5.

 学校を休んだホシミは、アカネを例の神社へ連れてきました。

 彼女が倒れていた場所に、何か失った記憶の手がかりがあるかもしれないと思ったからです。

 アカネは参道に倒れた大木を見ると、たいへん大きなため息をつきました。


「あーあ……あたし派手にやらかしてんなあ……」

「そりゃ、空から落ちてきたんだもん。いん石みたいに」

「空からねえ……もしかしてあたしの正体、宇宙人だったりして」

「うちゅう人?」

「だって、空から隕石みたいに落ちてきたんでしょ?」

「でも、それじゃあなんで日本語が分かるの?」

「そこはこう、宇宙人だから……なんか宇宙の凄い翻訳システムとかあるんじゃない?」

「まあとにかく、何かないかさがしてみようよ。本当にうちゅう人なら、うちゅう船のカケラとかあるかもしれないよ」

「それもそうね」


 そこで二人は、倒れて折り重なった木々を退かしました。

 非力なホシミでは一本動かすのにも一苦労だった大木は、アカネと一緒ならいとも容易く動かせました。

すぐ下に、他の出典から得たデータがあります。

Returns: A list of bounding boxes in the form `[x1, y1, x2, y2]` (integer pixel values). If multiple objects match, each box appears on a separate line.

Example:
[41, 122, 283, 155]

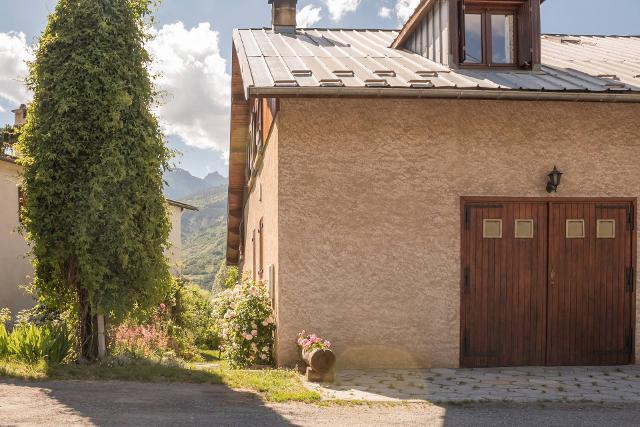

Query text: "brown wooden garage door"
[460, 199, 635, 367]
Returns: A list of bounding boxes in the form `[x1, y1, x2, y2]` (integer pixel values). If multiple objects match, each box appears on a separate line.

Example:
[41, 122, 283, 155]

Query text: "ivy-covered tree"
[18, 0, 170, 360]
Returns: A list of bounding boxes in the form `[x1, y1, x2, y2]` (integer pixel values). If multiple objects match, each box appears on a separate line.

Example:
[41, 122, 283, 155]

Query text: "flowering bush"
[215, 276, 275, 368]
[113, 322, 169, 359]
[296, 331, 331, 351]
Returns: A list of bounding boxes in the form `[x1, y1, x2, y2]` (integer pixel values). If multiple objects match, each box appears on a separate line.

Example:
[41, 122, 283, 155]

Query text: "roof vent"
[291, 70, 313, 77]
[269, 0, 298, 34]
[364, 79, 389, 87]
[333, 70, 355, 77]
[319, 79, 344, 87]
[560, 36, 582, 44]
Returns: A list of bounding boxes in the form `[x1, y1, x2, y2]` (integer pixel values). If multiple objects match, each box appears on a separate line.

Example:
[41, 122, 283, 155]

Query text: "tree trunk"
[63, 258, 98, 362]
[78, 287, 98, 362]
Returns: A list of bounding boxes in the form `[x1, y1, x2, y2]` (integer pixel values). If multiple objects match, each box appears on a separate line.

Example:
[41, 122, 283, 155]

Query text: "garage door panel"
[461, 200, 635, 367]
[462, 203, 546, 366]
[547, 203, 632, 365]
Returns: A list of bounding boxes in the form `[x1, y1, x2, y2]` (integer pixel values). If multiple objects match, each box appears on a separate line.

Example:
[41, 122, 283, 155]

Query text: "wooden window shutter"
[457, 0, 467, 64]
[258, 218, 264, 279]
[251, 228, 257, 280]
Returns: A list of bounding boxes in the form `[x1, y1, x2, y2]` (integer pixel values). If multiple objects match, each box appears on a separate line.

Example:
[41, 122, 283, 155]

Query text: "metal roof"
[233, 28, 640, 95]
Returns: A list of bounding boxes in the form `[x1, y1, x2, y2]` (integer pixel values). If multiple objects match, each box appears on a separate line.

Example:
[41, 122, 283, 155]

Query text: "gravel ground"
[0, 380, 640, 427]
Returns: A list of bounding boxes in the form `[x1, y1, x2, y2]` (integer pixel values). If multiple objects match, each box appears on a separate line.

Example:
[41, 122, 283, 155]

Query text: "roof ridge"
[542, 33, 640, 38]
[234, 27, 400, 33]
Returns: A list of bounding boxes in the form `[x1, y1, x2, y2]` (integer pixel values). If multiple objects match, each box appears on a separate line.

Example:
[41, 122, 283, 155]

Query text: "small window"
[515, 219, 533, 239]
[567, 219, 584, 239]
[482, 219, 502, 239]
[597, 219, 616, 239]
[464, 13, 484, 64]
[461, 2, 518, 67]
[491, 14, 515, 64]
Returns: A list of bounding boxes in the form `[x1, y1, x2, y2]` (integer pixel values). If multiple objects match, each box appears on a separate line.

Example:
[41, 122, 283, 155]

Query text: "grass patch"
[198, 350, 220, 362]
[0, 359, 320, 403]
[219, 369, 320, 403]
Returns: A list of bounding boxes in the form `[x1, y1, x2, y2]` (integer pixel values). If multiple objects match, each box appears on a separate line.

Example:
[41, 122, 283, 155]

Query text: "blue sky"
[0, 0, 640, 176]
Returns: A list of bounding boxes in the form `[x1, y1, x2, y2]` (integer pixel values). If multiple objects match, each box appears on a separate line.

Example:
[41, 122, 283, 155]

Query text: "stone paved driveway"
[307, 366, 640, 403]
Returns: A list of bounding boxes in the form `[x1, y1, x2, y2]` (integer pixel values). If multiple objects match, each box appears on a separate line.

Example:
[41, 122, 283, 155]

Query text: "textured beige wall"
[278, 99, 640, 367]
[165, 205, 182, 276]
[0, 160, 34, 315]
[242, 123, 279, 354]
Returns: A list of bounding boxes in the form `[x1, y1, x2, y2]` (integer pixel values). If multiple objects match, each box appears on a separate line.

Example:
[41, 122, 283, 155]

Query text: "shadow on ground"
[0, 379, 292, 426]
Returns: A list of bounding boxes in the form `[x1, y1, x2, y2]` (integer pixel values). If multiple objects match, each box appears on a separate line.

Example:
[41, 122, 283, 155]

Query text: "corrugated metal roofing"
[234, 29, 640, 94]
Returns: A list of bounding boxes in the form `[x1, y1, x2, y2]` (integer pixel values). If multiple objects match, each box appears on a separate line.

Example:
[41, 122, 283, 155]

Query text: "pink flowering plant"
[113, 322, 169, 359]
[296, 330, 331, 352]
[214, 276, 276, 368]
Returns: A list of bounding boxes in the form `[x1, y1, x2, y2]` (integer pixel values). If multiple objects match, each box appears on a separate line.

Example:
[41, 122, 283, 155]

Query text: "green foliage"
[17, 0, 170, 328]
[215, 276, 275, 368]
[5, 324, 73, 364]
[218, 262, 240, 293]
[0, 323, 9, 357]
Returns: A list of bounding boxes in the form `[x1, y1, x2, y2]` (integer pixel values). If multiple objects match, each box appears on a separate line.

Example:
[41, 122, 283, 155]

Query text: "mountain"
[203, 172, 228, 187]
[164, 168, 227, 200]
[164, 168, 228, 289]
[182, 186, 227, 289]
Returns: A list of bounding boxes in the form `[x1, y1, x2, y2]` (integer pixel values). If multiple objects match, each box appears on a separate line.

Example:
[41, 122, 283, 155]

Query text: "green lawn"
[0, 354, 320, 403]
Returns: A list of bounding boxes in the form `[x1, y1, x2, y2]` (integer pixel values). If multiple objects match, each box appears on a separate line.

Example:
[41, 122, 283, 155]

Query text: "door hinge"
[462, 328, 470, 357]
[463, 267, 471, 294]
[624, 267, 635, 292]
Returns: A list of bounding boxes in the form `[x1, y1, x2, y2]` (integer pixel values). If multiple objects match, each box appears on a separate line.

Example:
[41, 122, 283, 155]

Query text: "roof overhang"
[167, 199, 198, 211]
[249, 87, 640, 103]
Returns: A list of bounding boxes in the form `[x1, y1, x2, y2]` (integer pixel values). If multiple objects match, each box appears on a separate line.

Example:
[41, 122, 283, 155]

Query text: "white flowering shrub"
[215, 276, 276, 368]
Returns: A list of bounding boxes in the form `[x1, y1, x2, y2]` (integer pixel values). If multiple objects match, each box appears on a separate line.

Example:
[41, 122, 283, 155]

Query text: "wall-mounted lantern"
[547, 166, 562, 193]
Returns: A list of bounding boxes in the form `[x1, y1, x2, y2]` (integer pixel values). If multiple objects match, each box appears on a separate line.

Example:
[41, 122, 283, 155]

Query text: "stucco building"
[0, 105, 196, 315]
[227, 0, 640, 368]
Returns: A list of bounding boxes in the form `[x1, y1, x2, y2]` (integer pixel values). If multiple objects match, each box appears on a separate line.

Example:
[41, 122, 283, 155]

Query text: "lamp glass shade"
[549, 166, 562, 187]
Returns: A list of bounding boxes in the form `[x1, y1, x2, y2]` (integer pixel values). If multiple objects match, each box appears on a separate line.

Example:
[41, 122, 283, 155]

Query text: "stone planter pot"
[298, 347, 336, 382]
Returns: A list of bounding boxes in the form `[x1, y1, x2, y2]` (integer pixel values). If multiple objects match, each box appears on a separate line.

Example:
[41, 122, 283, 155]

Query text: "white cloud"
[296, 4, 322, 28]
[378, 6, 393, 19]
[324, 0, 360, 21]
[148, 22, 231, 151]
[0, 32, 33, 108]
[396, 0, 420, 23]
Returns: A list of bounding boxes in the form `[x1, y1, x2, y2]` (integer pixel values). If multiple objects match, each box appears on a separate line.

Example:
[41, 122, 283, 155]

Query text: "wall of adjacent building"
[278, 98, 640, 368]
[0, 160, 34, 316]
[165, 204, 182, 276]
[242, 123, 279, 358]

 そして全部の倒木を退かすと、あるものが見つかりました。

 それは黒いゴムの巻かれた乾電池のような物体で、ちょうどアカネの手のひらにすっぽり収まる大きさのものでした。円柱の上と下は銀色の金属ですが、電極のようなものは見当たりません。片側にだけ同心円状の溝がいくつも刻み込まれていました。


「これは……」

「うちゅう船の電池とか?」

「宇宙船がこんな電池で動くの?」

「そこはこう、うちゅう人だから……うちゅうのすごい電池みたいな?」

「……ふふっ」

「? なんでわらうの?」

「いや、あたしの真似してるのかなと思って……」

「……? あっ」


 ホシミにそんなつもりはありませんでした。

 でも自分が無意識にアカネの口ぶりを真似していたのに気づかされて、可笑しくなりました。

 それで二人は、顔を見合わせてけらけら笑いました。


 ……少しのあいだ笑っていると、二人の後ろから足音がしました。

 振り返ってみると、そこには若い男の人が二人いました。

 この辺りでは見かけないような人でした。白い半袖シャツに白いズボン、そして白い靴に身を包んでいて、左胸では碧い六芒星のバッジがキラリと光っています。その下に着けられた金属製のプレートをよく見ると、〈国連ANNA〉と刻まれていました。


「探しましたよ、深川ふかがわ1佐」

「みんな心配しています。戻りましょう」

「フカガワ1佐……??? あたしのこと?」


 男の人たちはアカネを見てそう言いました。背の低い二人を見下ろしてくるその視線はとても威圧的なものでした。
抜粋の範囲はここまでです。